If there were ever a time that the mortgage broker industry needed to come together, this is it.
Our game is changing. Brokers have decent market share, but agent revenues per deal are dropping, and they may not stop dropping for the foreseeable future. On top of that, regulatory tightening is making it harder to do our jobs, lenders are looking for ways to cut origination costs and the Internet has started to disintermediate slow-to-adapt brokers. It’s not unreasonable to think these trends could conspire against broker networks and cut funding for industry initiatives going forward.
So it was with a degree of disbelief that I watched last week’s developments with Canada’s two national broker organizations —one being the established industry association, the Canadian Association of Accredited Mortgage Professionals (CAAMP), and the other being the upstart Canadian Mortgage Brokers Association (CMBA).
Depending on who you ask, it’s either the best time in history to start a new national broker association or the worst time. But one thing is certain: it would have been so much more productive if the two could have smoothed over their differences for the common broker good.
Why? Well, we as an industry do not need more division. We have bigger fish to fry and enough associations working against each other as it is.

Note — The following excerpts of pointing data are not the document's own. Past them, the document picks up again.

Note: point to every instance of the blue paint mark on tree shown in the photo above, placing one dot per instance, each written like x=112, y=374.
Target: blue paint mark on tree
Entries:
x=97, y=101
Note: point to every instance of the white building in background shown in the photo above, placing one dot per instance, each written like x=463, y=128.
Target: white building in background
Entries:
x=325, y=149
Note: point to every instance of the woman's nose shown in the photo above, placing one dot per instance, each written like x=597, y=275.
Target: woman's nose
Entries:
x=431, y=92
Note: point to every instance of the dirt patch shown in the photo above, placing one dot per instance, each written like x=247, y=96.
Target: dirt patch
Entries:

We don’t need more duplication of conferences, awards shows and golf outings. Most sponsors (lenders, insurers, suppliers) absolutely do not have the budgets for it. Most of them would much prefer to back one association, other things equal. But now they’ll have to increasingly choose, thereby diluting their support among ever-more events and affecting event quality.

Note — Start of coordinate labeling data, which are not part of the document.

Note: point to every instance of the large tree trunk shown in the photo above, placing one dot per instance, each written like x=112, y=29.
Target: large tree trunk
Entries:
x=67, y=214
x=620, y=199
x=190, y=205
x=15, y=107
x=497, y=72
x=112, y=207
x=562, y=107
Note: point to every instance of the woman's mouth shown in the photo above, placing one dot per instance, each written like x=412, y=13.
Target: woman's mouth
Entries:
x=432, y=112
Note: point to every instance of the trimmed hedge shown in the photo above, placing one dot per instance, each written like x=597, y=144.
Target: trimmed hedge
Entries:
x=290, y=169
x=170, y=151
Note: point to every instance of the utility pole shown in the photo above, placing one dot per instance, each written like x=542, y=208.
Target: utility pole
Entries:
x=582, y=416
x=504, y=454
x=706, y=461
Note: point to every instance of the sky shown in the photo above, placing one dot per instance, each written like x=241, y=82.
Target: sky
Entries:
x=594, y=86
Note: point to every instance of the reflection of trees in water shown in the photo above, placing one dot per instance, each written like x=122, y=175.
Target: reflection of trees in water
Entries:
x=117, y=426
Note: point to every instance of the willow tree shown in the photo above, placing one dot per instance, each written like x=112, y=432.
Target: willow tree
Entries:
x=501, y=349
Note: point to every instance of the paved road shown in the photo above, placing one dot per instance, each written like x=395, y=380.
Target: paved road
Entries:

We don’t need overlapping education. Focusing intellectual power on enhancing existing curriculums, creating one national education standard and leveraging existing learning distribution platforms is infinitely more efficient.
We don’t need more boards and association salaries. Organizations are expensive and time consuming to manage. That money is better spent on direct costs of promoting the broker channel (e.g., advertising, PR, lobbying, self-regulatory enforcement, etc.).
We don’t need more voices appealing to policy-makers and regulators. We need one strong voice that is actually heard through all the noise. The more parties that petition our government, the more we look like individual disorganized special interests.
We don’t need to exclude lenders and leverage broker numbers against them. Without lenders, brokers don’t eat. If lenders feel we’re working against them, absolutely nothing good will come of that long term.
We don’t need two brands and two messages marketed to consumers. Too many consumers are confused enough by what we do.
We don’t need more dues to pay. Many brokers don’t understand the value in paying dues as it is.
We don’t need more diversion of resources. Pooling revenue is the best way to fund powerful widespread marketing campaigns that consumers recognize.
CMBA’s brand (trademark) is strong, and it would have been beneficial for the entire industry to use it, not just regional association members. But it takes more than a good logo to reach consumers, policy-makers and regulators. It takes economies of scale, relationships and industry-wide (not just broker-wide) buy-in. Imagine how much more powerful our industry voice would have been had the association leaders found a way past politics and protecting their turf to find common ground.
Hearing about the CMBA was disappointing to this author, not because the good people involved with CMBA don’t have valuable ideas, but because valuable ideas are rarely implemented as well when key stakeholders don’t work together.
Fortunately, despite two years of trying to work things out, there’s reason for optimism that the two sides will eventually realize the mistake that’s been made. On that subject, one of the best quotes heard last week was from Dan Putnam, Chair of CAAMP: “We’re still open to conversations with all regional associations,” he said. “Never say never.”
In that spirit, may the regionals and CAAMP always keep their doors open to each other because, as CAAMP CEO Jim Murphy rightly noted last Friday, “We’re all in this channel together…We succeed together or we fail together.”